Studio album by Frank Wess
- Released: 1973
- Genre: Jazz
- Length: 42:32
- Labels: Enterprise ENS-5006
- Producers: Don Davis, Rudy Robinson

Frank Wess chronology
| Wess to Memphis (1970) | Flute of the Loom (1973) | Flute Juice (1981) |

= Flute of the Loom =

Flute of the Loom is an album by jazz flautist and saxophonist Frank Wess released in 1973 on the Enterprise Records label.

Depending on the track, Wess plays tenor saxophone, alto saxophone and mainly the flute.
Arrangers are listed as Chico O’Farrill, Rudy Robinson and Jimmy Roach.

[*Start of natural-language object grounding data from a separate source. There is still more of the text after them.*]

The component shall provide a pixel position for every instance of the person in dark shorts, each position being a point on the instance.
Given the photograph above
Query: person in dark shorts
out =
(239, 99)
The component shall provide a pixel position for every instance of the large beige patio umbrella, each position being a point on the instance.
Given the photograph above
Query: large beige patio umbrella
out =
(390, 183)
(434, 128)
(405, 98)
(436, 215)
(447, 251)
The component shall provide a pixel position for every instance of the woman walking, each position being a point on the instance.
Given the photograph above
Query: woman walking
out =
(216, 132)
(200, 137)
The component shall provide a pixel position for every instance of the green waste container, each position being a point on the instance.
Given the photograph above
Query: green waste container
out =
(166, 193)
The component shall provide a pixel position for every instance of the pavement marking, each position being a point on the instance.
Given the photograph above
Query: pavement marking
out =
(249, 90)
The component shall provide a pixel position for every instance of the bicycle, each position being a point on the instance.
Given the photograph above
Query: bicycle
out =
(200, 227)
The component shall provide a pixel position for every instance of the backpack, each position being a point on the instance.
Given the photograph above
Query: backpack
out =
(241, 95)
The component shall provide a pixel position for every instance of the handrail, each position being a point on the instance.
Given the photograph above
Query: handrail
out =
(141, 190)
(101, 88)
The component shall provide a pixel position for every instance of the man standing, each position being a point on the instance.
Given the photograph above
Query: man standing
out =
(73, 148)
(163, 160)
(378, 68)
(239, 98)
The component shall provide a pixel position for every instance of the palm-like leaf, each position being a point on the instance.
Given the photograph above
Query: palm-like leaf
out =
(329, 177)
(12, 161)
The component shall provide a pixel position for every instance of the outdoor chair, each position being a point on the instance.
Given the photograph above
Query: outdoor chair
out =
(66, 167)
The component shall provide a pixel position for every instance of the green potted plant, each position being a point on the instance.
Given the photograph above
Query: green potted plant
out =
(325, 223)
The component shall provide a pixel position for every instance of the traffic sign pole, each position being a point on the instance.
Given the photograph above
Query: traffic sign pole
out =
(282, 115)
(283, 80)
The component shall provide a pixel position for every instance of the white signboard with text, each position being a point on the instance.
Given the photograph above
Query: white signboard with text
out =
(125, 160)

The album cover art (created by Ellis Chappel) is often cited in discussions on the Mandela effect phenomenon surrounding collective memories of Fruit of the Loom depicting a cornucopia in its logo.

== Track listing ==
1. Get On Board (The Train Is Coming) – 3:52
2. Red Roses – 2:22
3. Trezia – 5:18
4. Arundelle – 4:08
5. When I Fall in Love – 5:40
6. Wade in the Water (Traditional) – 4:12
7. You Are Everything – 3:08
8. Flowers – 4:00
9. I Know What's On Your Mind – 4:46
10. (Sittin' On) The Dock of the Bay – 5:12

== Personnel ==
- Frank Wess – flute (tracks 1, 2, 3, 6, 7, 9, 10), tenor saxophone (tracks 4, 5), alto saxophone (track 8).
- Ted Dunbar – guitar (tracks 3, 4)
- Unknown – strings, percussions, vibraphone, various instruments.